Menü Ledro: Die Küche der Abwanderung

7 November 2018 7:44 pm

Die Geschichte, selbst die traurigste, hallt wider und tut dies manchmal auf wunderbare Weise, wie am Tisch.

Ein Gericht ist oft viel mehr als gutes Essen zum Genießen. Essen ist Erinnerung. So wie Proust, als er eine “Madeleine” probiert, sich an seine Kindheit erinnert, so erlebt ein ganzes Volk, jenes des Ledrotals, wenn es Gerichte probiert, die später in Ledro zur Tradition wurden, die intensiven Emotionen einer hundert Jahre entfernten Geschichte wieder, die aber im Geist und im Herzen näher denn je ist.

Vor einem Jahrhundert fand nach der dramatischen Verlegung des Volkes von Ledro in die osteuropäischen Gebiete zu Beginn des Ersten Weltkriegs ein echter “Kreuzweg” der Kultur und kulinarischen Tradition statt.

Die Zwangsverlegung in die heutige Tschechische Republik führte zu einer anschließenden Konfrontation und einer Mischung von Bräuchen, einschließlich der Einführung in die kulinarische Tradition des Ledrotals von Gerichten, die für die böhmische Kultur charakteristisch sind: böhmischer Gnocco, Gulasch, Bramborake und die weich-süße Mischung der Livanzen.

Es geht um Gerichte, die dank vier Restaurants im Ledrotal wieder zum Leben erweckt werden, und zwar mit Menüs voller tschechischer Spezialitäten, die aber gleichzeitig mit dem Ledrotal stark verbunden sind!

Tschechisches Menü – eine Brücke zwischen zwei Welten

Das Ledrotal zeichnet sich dadurch aus, dass es ein Tal unglaublichen Reichtums ist, das eine Tradition und eine jahrhundertelange Geschichte hat, die es zu einem der Zentren der kulinarischen Tradition des Trentino machen.

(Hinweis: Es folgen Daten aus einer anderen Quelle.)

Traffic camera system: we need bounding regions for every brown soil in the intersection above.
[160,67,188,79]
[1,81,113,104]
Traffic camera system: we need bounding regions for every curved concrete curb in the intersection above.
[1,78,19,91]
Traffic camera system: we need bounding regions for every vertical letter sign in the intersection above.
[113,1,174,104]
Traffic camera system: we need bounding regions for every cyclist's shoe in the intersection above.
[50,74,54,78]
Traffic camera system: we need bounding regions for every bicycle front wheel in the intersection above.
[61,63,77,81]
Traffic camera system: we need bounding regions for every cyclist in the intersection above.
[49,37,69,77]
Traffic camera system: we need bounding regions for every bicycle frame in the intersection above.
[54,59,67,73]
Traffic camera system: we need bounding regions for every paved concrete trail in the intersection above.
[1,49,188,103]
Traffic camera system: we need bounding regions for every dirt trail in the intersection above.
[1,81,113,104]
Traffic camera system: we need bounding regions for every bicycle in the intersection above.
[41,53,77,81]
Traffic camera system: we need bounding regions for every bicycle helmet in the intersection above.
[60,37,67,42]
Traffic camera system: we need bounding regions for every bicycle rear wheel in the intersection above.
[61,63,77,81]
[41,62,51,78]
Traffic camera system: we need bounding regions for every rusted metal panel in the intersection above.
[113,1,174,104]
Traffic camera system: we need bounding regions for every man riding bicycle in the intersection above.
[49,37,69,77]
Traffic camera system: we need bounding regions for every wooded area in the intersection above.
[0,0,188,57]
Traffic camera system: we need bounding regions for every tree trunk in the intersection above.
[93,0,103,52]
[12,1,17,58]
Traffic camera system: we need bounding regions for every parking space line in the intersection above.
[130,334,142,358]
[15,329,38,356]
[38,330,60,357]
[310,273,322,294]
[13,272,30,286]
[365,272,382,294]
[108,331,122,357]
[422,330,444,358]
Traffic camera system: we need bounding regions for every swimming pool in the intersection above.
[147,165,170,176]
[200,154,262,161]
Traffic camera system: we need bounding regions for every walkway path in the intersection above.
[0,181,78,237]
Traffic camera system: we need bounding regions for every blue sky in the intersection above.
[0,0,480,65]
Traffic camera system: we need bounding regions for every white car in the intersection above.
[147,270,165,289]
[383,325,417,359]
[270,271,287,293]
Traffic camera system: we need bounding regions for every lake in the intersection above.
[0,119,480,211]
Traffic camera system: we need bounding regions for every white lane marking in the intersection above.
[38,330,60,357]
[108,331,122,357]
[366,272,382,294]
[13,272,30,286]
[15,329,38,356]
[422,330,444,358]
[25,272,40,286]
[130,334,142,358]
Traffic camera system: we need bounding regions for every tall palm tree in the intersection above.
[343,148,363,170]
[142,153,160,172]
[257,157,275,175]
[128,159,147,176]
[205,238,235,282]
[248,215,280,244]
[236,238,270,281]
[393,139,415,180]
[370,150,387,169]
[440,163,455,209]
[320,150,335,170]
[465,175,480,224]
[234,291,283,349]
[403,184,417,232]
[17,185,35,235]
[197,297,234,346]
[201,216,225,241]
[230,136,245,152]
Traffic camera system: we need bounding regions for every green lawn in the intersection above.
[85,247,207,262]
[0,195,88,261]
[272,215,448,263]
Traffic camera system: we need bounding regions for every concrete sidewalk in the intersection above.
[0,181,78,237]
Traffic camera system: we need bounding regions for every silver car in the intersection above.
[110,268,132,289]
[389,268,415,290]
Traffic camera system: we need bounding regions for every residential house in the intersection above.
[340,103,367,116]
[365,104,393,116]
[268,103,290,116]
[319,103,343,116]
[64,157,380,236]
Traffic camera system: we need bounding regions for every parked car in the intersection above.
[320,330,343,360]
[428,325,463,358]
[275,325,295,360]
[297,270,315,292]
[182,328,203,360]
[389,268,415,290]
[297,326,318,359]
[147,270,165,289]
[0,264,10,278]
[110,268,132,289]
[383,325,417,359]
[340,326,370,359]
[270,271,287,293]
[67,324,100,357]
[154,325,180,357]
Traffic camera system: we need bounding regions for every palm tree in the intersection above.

Daneben sind auch natürliche Produkte zu finden, die dank der außergewöhnlichen Umgebung und des natürlichen Kontextes, in dem das Tal eingebettet ist (er ist würdig der Aufnahme in das Projekt des UNESCO-Biosphärenreservats), gesichert sind.

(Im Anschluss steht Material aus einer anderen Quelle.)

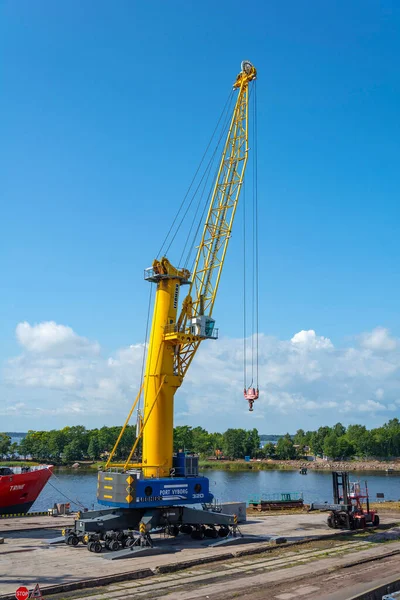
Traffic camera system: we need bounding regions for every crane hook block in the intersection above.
[244,387,259,411]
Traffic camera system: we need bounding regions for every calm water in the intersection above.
[32,470,400,510]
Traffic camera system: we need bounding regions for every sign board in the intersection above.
[29,583,43,598]
[15,585,29,600]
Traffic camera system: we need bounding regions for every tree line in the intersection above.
[293,419,400,459]
[0,419,400,464]
[0,425,260,464]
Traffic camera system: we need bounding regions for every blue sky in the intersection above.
[0,0,400,433]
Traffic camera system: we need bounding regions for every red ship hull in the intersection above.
[0,465,53,515]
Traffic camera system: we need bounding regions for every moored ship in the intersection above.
[0,465,53,515]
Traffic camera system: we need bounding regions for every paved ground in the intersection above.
[0,513,400,600]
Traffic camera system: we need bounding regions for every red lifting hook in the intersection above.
[244,387,259,411]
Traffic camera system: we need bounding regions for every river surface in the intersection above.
[32,469,400,511]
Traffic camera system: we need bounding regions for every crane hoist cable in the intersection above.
[103,60,257,476]
[157,90,233,256]
[243,82,259,411]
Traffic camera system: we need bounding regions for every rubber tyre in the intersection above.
[191,529,204,540]
[180,525,193,534]
[168,525,179,537]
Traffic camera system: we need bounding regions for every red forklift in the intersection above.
[310,471,379,529]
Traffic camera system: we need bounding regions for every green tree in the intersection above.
[322,431,339,458]
[276,433,296,460]
[88,434,100,460]
[263,442,276,458]
[245,428,260,458]
[338,435,354,459]
[0,433,11,458]
[222,429,246,459]
[332,423,346,437]
[174,425,193,452]
[310,427,331,455]
[63,439,83,463]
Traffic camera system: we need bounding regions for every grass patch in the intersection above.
[0,460,41,467]
[199,460,296,471]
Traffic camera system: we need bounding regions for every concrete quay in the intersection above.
[0,513,400,599]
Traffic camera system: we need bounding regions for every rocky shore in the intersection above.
[263,459,400,472]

Deshalb finden sich vier Restaurants zusammen, um die Geschichte und das Andenken zu feiern und zu ehren, die geschützt und an zukünftige Generationen weitergegeben werden müssen. Und was gibt es Besseres als die Begegnung zweier kulinarischer Welten?

Sie können den Geschmack der Geschichte und das Menü Ledro – La cucina dell’esodo vom 1. bis 4. November und vom 8. bis 9. Dezember (nur zum Abendessen wenn nicht anders angegeben) entdecken. Das Menü umfasst nicht nur die angeführten Gerichte, sondern auch Wasser, Kaffee und Digestif.

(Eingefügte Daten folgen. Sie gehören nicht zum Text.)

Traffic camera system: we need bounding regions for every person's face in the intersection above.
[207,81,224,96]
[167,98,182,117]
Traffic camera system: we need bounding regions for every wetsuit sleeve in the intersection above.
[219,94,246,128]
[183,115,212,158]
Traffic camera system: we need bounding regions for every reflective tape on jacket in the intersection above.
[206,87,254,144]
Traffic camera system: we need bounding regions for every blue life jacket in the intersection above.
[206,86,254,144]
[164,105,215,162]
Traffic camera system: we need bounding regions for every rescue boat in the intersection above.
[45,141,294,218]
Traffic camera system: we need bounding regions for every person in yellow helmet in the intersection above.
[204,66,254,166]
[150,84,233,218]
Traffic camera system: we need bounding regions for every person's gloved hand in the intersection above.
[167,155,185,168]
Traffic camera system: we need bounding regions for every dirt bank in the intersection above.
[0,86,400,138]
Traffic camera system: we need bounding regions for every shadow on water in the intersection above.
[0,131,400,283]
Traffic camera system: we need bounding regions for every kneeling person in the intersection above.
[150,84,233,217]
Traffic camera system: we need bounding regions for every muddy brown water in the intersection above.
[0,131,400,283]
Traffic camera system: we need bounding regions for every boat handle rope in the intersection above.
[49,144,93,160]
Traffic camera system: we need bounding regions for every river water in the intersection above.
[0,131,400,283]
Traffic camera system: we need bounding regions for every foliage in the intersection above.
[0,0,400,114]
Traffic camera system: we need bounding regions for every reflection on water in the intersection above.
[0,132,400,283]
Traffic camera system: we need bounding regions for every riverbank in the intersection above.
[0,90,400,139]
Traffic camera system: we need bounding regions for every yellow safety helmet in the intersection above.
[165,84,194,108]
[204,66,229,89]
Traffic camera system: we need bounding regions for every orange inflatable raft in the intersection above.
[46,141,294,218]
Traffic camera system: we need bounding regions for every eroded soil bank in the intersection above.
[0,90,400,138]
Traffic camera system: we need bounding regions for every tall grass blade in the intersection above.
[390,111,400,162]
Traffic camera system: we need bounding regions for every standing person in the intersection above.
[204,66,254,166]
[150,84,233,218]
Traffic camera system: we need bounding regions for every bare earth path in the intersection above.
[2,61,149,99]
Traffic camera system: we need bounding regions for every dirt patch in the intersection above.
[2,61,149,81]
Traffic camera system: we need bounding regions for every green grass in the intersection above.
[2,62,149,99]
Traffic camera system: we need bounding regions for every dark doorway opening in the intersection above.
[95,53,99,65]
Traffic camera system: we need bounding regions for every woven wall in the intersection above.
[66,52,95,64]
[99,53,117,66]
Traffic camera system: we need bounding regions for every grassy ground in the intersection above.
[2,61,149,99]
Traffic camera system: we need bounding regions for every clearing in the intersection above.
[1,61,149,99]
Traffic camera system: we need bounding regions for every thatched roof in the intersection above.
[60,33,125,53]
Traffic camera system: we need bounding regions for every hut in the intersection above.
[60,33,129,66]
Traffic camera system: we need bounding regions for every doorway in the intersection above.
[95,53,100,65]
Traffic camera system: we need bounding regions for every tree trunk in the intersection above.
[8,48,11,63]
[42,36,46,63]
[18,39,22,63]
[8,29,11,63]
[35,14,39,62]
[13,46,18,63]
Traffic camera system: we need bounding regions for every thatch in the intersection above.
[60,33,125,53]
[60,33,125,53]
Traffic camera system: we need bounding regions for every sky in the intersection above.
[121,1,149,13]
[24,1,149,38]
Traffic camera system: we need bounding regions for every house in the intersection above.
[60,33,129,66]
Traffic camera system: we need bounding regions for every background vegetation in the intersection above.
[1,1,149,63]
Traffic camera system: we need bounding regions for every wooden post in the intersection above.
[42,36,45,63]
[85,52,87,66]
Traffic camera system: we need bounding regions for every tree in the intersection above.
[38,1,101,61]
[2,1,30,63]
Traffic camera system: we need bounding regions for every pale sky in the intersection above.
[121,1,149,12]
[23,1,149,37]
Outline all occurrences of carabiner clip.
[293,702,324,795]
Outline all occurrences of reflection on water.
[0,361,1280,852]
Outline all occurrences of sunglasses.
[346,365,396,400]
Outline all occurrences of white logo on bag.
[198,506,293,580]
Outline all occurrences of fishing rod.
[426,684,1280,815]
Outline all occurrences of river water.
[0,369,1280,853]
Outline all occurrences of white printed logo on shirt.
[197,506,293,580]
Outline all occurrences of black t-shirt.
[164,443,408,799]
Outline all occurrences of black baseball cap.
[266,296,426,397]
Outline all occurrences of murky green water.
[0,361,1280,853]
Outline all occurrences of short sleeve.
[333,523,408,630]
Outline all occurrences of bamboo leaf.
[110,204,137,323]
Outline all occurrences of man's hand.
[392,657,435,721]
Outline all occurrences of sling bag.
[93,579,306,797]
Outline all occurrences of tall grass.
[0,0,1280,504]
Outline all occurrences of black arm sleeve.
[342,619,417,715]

Die Restaurants und ihre Spezialitäten

Restaurant Albergo Maggiorina, Osteria La Torre, Il Ristorante dell’Elda, Ristorante Locanda Le Tre Oche. Das sind die Restaurants im Ledrotal, die Ihnen speziell für Sie zusammengestellte Erinnerungsmenüs präsentieren und die Erinnerungen an eine Geschichte vertiefen, die nur auf die beste Weise gefeiert werden kann: Am Tisch.

Die böhmischen Gnocchi sind die bekannteste Zubereitung der tschechischen Tradition: Sie werden aus einfachen und leicht verfügbaren Zutaten hergestellt (beide Völker lebten nämlich in Armut), die böhmischen Gnocchi haben einen Brotteig (wenn sie mit Hefe zubereitet werden, weil einige Zubereitungen stattdessen Kartoffeln vorsehen) und können in süßer Form oder mit Sauerkraut oder Frikassee zubereitet werden.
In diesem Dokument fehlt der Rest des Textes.